I start my day at my dining room table, looking eastward through glass doors to my back yard where Spring is currently laboring to discard an unrelenting Winter clearly unwilling to leave. Here I journal and meditate, and the east view adds the dimension of dawn. Cloud covers are common here, so the dawn always pushes against the darkness of a clouded night by creating splendid displays of pinks, reds, golds…and eventually daylight. The picture above is a good example of what I am describing.
This morning, however, in the first hints of dawn, a small sliver to the north broke through the cloud cover and a bright white light announced its presence, pure sunlight ahead of schedule. It seemed almost defiant to me, a prelude of things to come, ready or not. I found myself mesmerized by this stubborn white light. The cloud cover persisted. I checked the weather, and within minutes, it began to rain, and the white light was swallowed in the clouds.

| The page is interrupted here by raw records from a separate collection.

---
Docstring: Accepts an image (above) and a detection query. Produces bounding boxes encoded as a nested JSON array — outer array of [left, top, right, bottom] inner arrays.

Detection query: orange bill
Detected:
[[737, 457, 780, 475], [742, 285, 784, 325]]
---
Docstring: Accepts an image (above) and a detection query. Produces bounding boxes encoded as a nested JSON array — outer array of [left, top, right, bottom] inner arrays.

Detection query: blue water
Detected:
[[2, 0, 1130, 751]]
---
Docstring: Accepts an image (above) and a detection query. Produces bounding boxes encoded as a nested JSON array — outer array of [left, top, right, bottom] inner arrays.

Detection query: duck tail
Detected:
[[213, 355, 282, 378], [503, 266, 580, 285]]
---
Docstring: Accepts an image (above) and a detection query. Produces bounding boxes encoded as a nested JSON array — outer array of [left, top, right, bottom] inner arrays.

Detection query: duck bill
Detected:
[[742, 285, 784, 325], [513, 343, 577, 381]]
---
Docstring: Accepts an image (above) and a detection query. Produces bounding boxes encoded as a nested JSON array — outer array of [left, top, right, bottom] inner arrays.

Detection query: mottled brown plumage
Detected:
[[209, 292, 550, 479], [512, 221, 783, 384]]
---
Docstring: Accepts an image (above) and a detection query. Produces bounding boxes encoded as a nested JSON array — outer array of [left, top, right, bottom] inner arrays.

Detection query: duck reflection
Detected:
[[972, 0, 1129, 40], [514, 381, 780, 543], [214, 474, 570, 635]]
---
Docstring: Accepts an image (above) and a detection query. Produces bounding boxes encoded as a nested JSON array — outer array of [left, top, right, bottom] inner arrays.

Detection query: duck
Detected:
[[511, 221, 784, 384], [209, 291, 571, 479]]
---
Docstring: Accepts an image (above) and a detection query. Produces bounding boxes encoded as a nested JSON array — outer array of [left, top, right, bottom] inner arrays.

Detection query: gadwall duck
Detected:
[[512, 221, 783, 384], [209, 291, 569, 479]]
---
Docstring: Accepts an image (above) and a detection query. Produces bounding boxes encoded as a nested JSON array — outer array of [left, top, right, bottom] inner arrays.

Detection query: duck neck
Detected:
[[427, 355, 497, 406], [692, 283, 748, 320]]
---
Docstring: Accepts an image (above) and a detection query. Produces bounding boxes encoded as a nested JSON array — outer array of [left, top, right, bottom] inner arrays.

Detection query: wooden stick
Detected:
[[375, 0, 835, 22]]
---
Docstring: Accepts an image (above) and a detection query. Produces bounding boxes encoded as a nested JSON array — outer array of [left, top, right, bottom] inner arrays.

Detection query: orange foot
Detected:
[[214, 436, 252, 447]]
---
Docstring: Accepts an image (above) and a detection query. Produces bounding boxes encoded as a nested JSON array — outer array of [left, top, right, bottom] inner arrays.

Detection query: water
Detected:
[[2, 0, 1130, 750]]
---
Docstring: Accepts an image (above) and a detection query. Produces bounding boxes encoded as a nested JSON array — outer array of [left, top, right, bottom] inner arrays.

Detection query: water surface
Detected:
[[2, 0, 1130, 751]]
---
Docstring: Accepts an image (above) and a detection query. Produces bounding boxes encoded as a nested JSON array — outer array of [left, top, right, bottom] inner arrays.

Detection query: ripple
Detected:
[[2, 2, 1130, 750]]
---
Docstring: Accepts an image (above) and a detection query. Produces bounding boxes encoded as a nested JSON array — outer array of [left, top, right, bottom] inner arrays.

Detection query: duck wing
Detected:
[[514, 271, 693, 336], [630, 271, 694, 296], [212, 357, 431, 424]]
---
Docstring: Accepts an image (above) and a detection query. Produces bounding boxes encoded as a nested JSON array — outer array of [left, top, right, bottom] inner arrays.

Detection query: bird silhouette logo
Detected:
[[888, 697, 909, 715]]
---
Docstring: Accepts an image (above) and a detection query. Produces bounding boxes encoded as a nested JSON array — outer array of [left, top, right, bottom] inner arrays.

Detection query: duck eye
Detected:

I realized that the white light, fleeting and imperious, was more powerful than the lovely dawn colors, the gray cloud cover or the rain. These were more fleeting, actually, than the white light, because that white light reminded me that the sunlight was always there, always waiting for its moment, and despite clouds, rain, darkness…the sunlight would show itself. Just because, for a finite period of time, I couldn’t see it did not mean it did not exist. Dawn disrupts the darkness of despair.
It seemed to offer an analogy for our times, full of the darkness of deconstructions and dysfunctions, suffering and often despair. Those paying attention notice all this chaos and fret; many pretend none of it is there or avoid facing it down. Nonetheless, it is there. Last night, clutching a remote control as a gateway to “TV reality”, one could tune into ESPN for the frenzy of the NFL Draft or CNN for a sobering report on the war in Ukraine. These coexist.
Dawn can disrupt our patterns of avoidance or despair by reminding us that darkness is followed by light, that the sun still exists, and that planet earth thrives in part through sunlight. No matter how we navigate the realities that surround us, nature has a steadiness of purpose and pattern. The rhythm of night and day persists. At some future moment, this could be altered, but for now, they coexist. A sliver of white light reminded me of all of this.
The metaphor that shapes my hope for making a contribution to the planet through elderhood is the lighthouse, a steady light in storms, a beacon of guidance when others are tossed about by those storms, a safe harbor. That white sliver of light also reminded me of that metaphor and that commitment.
“Lighthouses don’t go running all over an island looking for boats to save; they just stand there shining.”